20. The learned Judge explained the third ingredient in the following words (at page 468):
The question is not whether the prisoner intended to inflict a serious injury or a trivial one but whether he intended to inflict the injury that is proved to be present. If he can show that he did not, or if the totality of the circumstances justify such an inference, then of course, the intent that the section requires is not proved. But if there is nothing beyond the injury and the fact that the appellant inflicted it, the only possible inference is that he intended to inflict it. Whether he knew of its seriousness or intended serious consequences, is neither here or there. The question, so far as the intention is concerned, is not whether he intended to kill, or to inflict an injury of a particular degree of seriousness but whether he intended to inflict the injury in question and once the existence of the injury is proved the intention to cause it will be presumed unless the evidence or the circumstances warrant an opposite conclusion.
21. These observations of Vivian Bose, J. have become locus classicus. The test laid down by Virsa Singhs case (supra) for the applicability of clause Thirdly is now ingrained in our legal system and has become part of the rule of law. Under clause thirdly of Section 300 IPC, culpable homicide is murder, if both the following conditions are satisfied: i.e. (a) that the act which causes death is done with the intention of causing death or is done with the intention of causing a bodily injury; and (b) that the injury intended to be inflicted is sufficient in the ordinary course of nature to cause death. It must be proved that there was an intention to inflict that particular bodily injury which, in the ordinary course of nature, was sufficient to cause death, viz., that the injury found to be present was the injury that was intended to be inflicted.
22. Thus, according to the rule laid down in Virsa Singhs case, even if the intention of accused was limited to the infliction of a bodily injury sufficient to cause death in the ordinary course of nature, and did not extend to the intention of causing death, the offence would be murder. Illustration (c) appended to Section 300 clearly brings out this point.
23. Clause (c) of Section 299 and clause (4) of Section 300 both require knowledge of the probability of the act causing death. It is not necessary for the purpose of this case to dilate much on the distinction between these corresponding clauses. It will be sufficient to say that clause (4) of Section 300 would be applicable where the knowledge of the offender as to the probability of death of a person or persons in general as distinguished from a particular person or persons being caused from his imminently dangerous act, approximates to a practical certainty. Such knowledge on the part of the offender must be of the highest degree of probability, the act having been committed by the offender without any excuse for incurring the risk of causing death or such injury as aforesaid.
24. The above are only broad guidelines and not cast iron imperatives. In most cases, their observance will facilitate the task of the Court. But sometimes the facts are so intertwined and the second and the third stages so telescoped into each other that it may not be convenient to give a separate treatment to the matters involved in the second and third stages.

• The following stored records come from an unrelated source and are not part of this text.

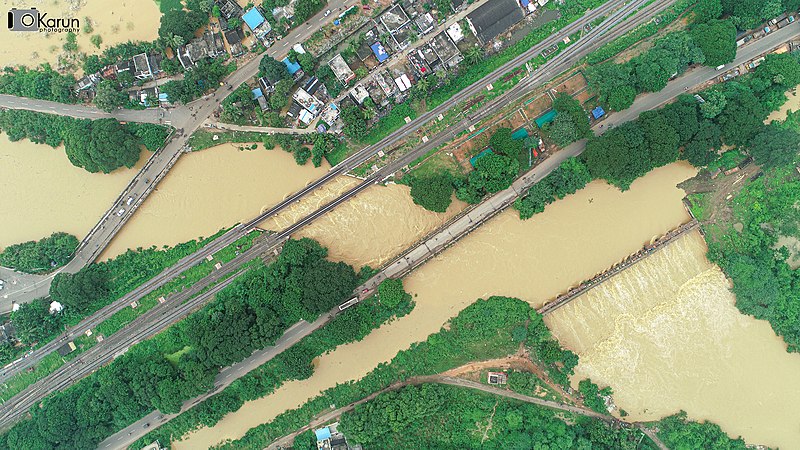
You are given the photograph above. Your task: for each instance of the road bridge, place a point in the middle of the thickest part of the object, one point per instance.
(629, 261)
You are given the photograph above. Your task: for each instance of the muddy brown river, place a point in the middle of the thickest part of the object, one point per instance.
(116, 21)
(534, 260)
(666, 336)
(42, 192)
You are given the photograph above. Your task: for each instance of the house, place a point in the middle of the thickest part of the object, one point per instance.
(330, 114)
(379, 51)
(307, 101)
(403, 82)
(430, 57)
(257, 23)
(417, 60)
(292, 67)
(493, 18)
(234, 38)
(87, 82)
(359, 93)
(497, 378)
(340, 68)
(445, 49)
(425, 23)
(394, 18)
(123, 66)
(265, 85)
(229, 9)
(455, 33)
(141, 67)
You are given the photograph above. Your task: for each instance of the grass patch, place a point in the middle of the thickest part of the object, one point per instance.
(169, 5)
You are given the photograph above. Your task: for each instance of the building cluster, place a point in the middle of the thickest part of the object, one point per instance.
(405, 44)
(219, 39)
(330, 438)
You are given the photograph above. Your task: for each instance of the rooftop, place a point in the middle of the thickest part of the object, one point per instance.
(253, 18)
(494, 17)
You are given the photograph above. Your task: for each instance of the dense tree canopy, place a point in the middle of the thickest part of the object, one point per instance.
(82, 289)
(40, 256)
(570, 124)
(717, 40)
(109, 97)
(433, 192)
(178, 22)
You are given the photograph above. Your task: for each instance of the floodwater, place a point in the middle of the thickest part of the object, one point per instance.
(535, 260)
(115, 21)
(42, 192)
(209, 190)
(666, 336)
(370, 229)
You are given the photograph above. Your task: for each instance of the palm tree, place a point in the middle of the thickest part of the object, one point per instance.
(474, 55)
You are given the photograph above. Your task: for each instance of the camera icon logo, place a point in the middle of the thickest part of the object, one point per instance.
(23, 19)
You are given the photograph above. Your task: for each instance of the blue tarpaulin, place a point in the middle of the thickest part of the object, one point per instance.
(323, 433)
(379, 51)
(293, 67)
(253, 18)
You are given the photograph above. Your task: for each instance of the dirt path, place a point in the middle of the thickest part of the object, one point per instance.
(452, 381)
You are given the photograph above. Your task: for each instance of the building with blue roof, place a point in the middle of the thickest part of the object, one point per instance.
(253, 18)
(293, 67)
(379, 51)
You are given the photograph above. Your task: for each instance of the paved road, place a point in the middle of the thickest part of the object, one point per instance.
(70, 372)
(253, 252)
(228, 375)
(188, 118)
(288, 440)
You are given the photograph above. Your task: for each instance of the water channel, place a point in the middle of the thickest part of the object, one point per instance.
(666, 336)
(115, 21)
(534, 260)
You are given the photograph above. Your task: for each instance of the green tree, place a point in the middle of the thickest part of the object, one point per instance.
(355, 125)
(34, 323)
(391, 292)
(775, 146)
(493, 173)
(178, 22)
(717, 40)
(40, 256)
(81, 290)
(433, 192)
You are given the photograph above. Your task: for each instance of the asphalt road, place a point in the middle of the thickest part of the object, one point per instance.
(250, 362)
(105, 231)
(187, 118)
(235, 233)
(752, 49)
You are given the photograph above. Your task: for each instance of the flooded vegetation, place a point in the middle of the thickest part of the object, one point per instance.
(114, 21)
(533, 260)
(210, 190)
(666, 336)
(43, 192)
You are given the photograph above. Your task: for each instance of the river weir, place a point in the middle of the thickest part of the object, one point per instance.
(666, 336)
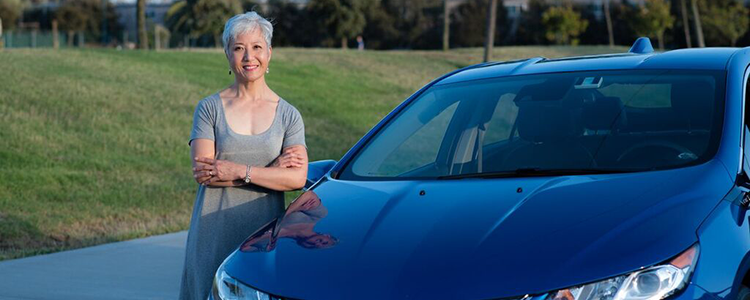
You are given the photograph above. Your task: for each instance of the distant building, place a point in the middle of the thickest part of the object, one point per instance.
(156, 11)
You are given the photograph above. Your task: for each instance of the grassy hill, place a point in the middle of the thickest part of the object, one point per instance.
(94, 142)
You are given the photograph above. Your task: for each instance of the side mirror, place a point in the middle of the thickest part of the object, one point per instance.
(316, 170)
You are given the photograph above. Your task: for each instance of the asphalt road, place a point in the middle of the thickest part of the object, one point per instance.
(143, 269)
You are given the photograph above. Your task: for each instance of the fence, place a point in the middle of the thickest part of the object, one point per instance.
(38, 39)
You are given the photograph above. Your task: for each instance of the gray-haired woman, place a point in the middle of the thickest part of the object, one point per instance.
(248, 145)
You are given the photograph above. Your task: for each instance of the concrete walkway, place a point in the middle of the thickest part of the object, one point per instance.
(148, 268)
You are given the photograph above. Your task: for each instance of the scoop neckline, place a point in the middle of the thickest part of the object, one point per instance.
(226, 122)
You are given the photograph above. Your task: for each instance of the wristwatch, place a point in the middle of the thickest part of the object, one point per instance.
(247, 174)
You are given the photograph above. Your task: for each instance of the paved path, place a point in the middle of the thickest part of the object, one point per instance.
(148, 268)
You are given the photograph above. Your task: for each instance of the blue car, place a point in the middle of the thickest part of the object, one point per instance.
(621, 176)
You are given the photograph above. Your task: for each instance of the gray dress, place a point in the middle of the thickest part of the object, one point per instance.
(224, 216)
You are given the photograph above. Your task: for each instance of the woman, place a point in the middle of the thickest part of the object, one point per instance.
(248, 146)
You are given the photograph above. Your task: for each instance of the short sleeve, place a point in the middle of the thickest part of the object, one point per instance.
(294, 131)
(204, 121)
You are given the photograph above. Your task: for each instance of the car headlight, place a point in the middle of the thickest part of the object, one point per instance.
(653, 283)
(227, 288)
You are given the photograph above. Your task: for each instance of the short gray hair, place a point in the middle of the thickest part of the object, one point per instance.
(244, 23)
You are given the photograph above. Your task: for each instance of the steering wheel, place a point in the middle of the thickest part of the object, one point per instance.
(684, 153)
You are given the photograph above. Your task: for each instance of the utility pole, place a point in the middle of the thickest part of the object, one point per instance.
(490, 39)
(698, 27)
(104, 22)
(446, 26)
(141, 24)
(608, 18)
(686, 24)
(2, 44)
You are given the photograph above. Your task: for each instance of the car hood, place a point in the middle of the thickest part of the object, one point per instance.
(477, 238)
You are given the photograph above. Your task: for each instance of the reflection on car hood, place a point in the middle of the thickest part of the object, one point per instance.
(485, 238)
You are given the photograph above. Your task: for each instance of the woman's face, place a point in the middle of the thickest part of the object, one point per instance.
(248, 56)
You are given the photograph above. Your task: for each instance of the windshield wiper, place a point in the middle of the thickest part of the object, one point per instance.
(535, 172)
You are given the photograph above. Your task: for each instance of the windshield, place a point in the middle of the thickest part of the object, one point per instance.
(614, 121)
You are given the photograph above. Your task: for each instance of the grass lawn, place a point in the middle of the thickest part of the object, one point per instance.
(94, 142)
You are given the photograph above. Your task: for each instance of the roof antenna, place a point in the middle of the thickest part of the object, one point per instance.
(642, 46)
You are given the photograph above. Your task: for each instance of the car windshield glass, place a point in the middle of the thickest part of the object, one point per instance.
(550, 124)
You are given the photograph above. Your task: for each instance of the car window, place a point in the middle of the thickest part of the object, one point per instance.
(649, 96)
(609, 121)
(421, 148)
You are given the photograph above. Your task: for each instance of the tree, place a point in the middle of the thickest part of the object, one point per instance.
(211, 15)
(180, 20)
(726, 21)
(418, 22)
(490, 32)
(140, 16)
(10, 10)
(289, 23)
(532, 29)
(563, 24)
(469, 22)
(697, 20)
(72, 17)
(343, 19)
(201, 18)
(652, 19)
(380, 29)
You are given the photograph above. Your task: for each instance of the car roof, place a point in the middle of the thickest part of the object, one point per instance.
(683, 59)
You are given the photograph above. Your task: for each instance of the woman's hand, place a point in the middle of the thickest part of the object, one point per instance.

25. The position was illuminatingly highlighted by this Court in State of Andhra Pradesh v. Rayavarapu Punnayya and Anr.1, Abdul Waheed Khan @ Waheed and Ors. v. State of Andhra Pradesh2, Augustine Saldanha v. State of Karnataka3 and Thangaiya v. State of Tamil Nadu4.
26. Considering the backgrounds facts and applying the principles set out above we are of the view that this is case where the conviction would be appropriate in terms of Section 304 Part I, IPC and custodial sentence of 10 years would meet the ends of justice. The appeal is allowed to the aforesaid extent. We appreciate the able assistance which learned Amicus Curiae rendered to the Court.